AB 192 —Effective Oct. 1. I know that some of my readers will not be happy with this new law, which pertains to the developer's control over associations. The new law changes the period of time for this control. For homeowner associations with less than 1,000 units, the builder's control terminates 60 days after the conveyance of 75 percent of the units. This does not change the law whereby after the conveyance of 25 percent of the units, that at least one member of the board and no less than 25 percent of the members of the board must be elected by the unit owners other than the developer

The builder would hand the HOA over to the homeowners in associations with 1,000 units or more, 60 days after the conveyance of 90 percent of the units have been delivered to homeowners. To offset such a potentially long period of time the developer is in control of the homeowner association, 60 days after the conveyance of 15 percent of the units to homeowners, at least one member and not less than 25 percent of the members on the board must be elected by the unit owners other than the developer.

AB 141 — Effective Oct. 1. This is one of a series of laws passed as a result of the Nevada Supreme Court decision pertaining to the extinguishing of a mortgage. The previous law required that a copy of the notice of default and election to sell a home be mailed only to holders of certain security interests if the holders had notified the association of their security interests 30 days before the notice. This requirement has been rescinded, and now places the burden on the association and its collection company to mail the notice of default and election to all holders that have a security interest on the home (loans, equity loans, lines of credit, mortgage, etc).

It should be noted that the state legislators did respond to the multiple testimony of the difficulty of associations in finding out which lenders and which contact persons needed to receive their notices.

SB 306 — Effective Oct. 1. Lenders who are licensed, registered or authorized to conduct business in Nevada that are the mortgagees or beneficiaries of deeds of trusts under residential mortgage loans shall provide to the Division of Financial Institutions the name, street address and any other contact information of a person to whom an association can contact in order to serve notices per NRS 116.3116 to 116.31168 inclusive (foreclosure processes).

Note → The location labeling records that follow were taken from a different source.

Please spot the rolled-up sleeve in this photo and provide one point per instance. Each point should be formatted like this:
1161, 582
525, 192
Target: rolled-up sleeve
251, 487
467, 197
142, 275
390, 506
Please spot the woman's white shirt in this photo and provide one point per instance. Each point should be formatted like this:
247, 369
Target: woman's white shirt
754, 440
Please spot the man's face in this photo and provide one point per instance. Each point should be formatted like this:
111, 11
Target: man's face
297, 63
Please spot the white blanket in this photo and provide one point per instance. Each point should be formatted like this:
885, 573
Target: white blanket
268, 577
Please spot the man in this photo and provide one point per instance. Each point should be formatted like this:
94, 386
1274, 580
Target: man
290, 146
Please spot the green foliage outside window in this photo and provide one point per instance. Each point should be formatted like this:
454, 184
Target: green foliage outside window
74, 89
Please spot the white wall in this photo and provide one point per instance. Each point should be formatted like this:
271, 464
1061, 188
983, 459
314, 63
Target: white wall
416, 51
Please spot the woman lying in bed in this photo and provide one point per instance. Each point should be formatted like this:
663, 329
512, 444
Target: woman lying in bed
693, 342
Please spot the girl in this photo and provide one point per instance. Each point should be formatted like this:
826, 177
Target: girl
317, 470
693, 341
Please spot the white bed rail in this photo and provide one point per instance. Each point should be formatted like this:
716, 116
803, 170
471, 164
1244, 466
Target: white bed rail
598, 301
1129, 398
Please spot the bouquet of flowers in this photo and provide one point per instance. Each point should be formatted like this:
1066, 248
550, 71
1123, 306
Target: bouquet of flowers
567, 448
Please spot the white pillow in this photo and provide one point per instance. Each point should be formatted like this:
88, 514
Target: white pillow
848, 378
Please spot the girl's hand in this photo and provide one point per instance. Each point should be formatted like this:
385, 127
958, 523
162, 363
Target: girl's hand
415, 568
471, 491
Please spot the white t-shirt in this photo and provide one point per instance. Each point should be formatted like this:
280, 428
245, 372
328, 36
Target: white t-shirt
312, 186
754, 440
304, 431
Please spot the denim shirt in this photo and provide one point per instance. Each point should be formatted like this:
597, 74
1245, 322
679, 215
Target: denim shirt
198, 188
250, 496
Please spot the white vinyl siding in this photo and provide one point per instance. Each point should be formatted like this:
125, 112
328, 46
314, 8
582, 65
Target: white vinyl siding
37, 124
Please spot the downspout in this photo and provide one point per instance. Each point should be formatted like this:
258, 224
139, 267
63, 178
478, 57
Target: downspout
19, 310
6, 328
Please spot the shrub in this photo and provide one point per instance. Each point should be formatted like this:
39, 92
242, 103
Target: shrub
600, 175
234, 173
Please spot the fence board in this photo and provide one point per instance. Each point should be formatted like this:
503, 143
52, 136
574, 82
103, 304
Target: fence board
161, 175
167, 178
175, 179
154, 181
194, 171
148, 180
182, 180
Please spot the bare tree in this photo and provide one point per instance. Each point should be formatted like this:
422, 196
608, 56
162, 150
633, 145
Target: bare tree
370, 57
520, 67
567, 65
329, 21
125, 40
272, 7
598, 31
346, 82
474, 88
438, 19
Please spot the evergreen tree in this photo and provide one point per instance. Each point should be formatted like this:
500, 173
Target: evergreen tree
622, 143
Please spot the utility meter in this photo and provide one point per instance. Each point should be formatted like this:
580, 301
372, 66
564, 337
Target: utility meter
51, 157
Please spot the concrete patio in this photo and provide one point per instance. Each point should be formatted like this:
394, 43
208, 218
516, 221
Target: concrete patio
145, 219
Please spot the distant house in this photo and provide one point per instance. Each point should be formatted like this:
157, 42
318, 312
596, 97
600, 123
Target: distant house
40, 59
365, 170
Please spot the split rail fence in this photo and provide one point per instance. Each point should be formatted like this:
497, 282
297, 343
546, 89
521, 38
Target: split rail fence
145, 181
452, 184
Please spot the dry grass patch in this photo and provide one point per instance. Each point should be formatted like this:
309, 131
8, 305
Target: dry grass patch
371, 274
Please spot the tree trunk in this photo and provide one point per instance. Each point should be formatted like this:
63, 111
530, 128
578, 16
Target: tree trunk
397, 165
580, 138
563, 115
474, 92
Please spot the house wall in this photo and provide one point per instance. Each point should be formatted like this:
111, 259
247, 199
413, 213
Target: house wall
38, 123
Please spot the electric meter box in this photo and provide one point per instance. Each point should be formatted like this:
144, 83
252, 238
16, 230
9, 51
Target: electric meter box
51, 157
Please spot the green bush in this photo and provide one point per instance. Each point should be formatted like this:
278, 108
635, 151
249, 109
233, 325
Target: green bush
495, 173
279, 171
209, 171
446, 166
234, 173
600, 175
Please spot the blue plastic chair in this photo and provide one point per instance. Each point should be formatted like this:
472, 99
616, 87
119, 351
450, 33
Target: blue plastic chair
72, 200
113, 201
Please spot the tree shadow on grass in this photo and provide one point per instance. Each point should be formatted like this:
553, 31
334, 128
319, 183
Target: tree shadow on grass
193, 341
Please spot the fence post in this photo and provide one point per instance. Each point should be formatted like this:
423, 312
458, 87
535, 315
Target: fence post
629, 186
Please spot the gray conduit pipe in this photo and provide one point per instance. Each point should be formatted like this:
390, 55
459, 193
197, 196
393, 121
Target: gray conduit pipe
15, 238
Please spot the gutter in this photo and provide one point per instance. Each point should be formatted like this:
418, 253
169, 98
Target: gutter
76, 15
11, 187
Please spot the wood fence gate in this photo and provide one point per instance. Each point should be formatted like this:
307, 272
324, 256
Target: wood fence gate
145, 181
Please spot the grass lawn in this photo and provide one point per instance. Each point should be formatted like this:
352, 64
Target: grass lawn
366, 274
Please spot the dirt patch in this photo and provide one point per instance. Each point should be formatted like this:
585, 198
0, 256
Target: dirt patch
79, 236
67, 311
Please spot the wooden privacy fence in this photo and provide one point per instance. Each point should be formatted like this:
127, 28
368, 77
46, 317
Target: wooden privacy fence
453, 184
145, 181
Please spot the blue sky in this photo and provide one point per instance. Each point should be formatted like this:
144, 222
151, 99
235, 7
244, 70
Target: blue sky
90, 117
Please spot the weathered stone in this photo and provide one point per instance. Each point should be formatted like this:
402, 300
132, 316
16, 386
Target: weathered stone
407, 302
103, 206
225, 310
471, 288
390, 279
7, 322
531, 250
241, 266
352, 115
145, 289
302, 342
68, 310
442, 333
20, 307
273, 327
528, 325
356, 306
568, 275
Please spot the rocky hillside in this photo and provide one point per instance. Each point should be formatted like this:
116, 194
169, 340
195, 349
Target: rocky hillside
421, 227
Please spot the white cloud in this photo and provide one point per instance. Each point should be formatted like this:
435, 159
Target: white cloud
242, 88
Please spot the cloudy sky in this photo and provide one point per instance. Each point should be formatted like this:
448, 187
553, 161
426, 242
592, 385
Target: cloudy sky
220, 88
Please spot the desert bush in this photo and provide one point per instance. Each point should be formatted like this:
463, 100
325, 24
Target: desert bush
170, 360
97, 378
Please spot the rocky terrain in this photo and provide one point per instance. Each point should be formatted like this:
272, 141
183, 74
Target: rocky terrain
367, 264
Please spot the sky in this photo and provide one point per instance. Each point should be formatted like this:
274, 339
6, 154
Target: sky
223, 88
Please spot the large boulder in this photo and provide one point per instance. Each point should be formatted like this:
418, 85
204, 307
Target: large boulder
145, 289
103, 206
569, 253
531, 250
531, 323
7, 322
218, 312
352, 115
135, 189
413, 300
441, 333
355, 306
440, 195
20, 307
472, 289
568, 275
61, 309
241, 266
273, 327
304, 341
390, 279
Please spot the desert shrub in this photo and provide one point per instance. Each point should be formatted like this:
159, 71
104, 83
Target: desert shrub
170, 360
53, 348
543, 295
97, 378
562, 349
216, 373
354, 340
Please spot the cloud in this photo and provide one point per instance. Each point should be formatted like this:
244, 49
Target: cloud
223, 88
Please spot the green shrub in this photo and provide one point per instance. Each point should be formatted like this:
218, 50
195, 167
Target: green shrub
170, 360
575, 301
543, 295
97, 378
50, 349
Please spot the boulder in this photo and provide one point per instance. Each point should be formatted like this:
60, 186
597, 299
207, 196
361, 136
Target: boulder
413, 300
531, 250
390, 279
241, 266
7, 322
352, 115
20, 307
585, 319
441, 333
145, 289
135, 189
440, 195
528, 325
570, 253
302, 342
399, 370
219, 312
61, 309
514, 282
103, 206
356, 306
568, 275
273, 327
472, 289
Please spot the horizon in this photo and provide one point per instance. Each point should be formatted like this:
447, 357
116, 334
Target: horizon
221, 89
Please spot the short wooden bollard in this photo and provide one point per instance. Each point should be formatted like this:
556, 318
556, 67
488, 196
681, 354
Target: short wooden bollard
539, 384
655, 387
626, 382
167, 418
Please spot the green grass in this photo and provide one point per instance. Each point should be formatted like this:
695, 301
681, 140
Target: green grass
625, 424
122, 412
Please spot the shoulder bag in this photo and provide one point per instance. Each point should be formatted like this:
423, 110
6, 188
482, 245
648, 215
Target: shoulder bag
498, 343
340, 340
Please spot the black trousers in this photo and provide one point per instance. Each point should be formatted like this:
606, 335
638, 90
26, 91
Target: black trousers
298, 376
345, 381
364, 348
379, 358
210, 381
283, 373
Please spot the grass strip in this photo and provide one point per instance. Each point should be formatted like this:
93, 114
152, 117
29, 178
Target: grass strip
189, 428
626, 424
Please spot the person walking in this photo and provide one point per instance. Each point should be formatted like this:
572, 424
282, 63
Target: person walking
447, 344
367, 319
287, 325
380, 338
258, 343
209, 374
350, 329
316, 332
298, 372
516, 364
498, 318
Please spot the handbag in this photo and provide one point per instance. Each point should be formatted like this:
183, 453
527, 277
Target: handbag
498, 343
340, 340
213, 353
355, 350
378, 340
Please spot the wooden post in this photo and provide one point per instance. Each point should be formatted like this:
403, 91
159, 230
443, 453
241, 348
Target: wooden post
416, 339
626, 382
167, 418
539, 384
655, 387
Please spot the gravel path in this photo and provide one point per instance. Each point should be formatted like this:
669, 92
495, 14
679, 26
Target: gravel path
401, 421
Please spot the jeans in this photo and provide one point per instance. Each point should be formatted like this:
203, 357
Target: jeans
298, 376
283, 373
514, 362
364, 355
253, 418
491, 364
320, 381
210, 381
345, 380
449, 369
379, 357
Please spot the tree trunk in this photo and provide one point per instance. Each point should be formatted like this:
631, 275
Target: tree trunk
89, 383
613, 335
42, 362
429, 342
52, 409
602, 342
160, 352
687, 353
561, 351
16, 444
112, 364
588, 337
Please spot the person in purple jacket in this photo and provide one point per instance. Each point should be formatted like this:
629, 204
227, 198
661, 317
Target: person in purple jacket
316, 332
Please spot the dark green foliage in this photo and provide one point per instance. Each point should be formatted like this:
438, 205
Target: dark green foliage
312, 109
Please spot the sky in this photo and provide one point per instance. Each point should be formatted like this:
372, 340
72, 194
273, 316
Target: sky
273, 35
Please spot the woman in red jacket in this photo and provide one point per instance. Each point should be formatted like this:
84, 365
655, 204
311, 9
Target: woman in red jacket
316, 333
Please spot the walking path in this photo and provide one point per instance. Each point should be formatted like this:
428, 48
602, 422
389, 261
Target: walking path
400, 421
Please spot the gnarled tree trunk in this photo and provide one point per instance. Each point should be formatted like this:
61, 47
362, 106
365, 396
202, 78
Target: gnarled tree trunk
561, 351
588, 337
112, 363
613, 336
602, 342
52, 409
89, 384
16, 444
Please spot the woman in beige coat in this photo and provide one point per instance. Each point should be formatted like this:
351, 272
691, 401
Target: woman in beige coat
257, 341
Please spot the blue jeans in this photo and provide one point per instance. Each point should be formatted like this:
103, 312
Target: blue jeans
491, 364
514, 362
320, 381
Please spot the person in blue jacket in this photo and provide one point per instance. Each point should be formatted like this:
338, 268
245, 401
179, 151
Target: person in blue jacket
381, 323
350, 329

The Division of Financial Institutions will be required to maintain on its website, this information, prominently displayed or a link to the information being provided by the lenders. One caveat to all is that your collection company should make a copy of the information on the website, especially as to date copied from the website in order to show that the servicing of the notice to the lender was based upon the information provided by the lender, as a precaution since lenders can and do change their website and could claim that the notices were improperly served.

AB 183 — Effective Oct. 1. This law establishes a penalty up to $500, plus attorney fees and any other actual damages, to the grantor or any senior lien holder if the grantee for a deed in lieu of foreclosure sale fails to record the deed within 30 days. There are cases whereby the lender does not complete a foreclosure sale but accepts a deed from the borrower, in which the borrower, in essence, surrenders ownership of the property. The law requires the lender to record that deed.

SB 377 — Effective July 1. When a homeowner pays her property taxes, it includes the percentage of the taxable value of the common elements, such as land (parks) and buildings (clubhouses). This law requires the association to provide information to the county assessor to assist in identifying the community units to which the taxable value of the common elements is to be allocated. If the association fails to provide that information, the property taxes on the common elements must be paid by the person or the association that is the owner of the common elements.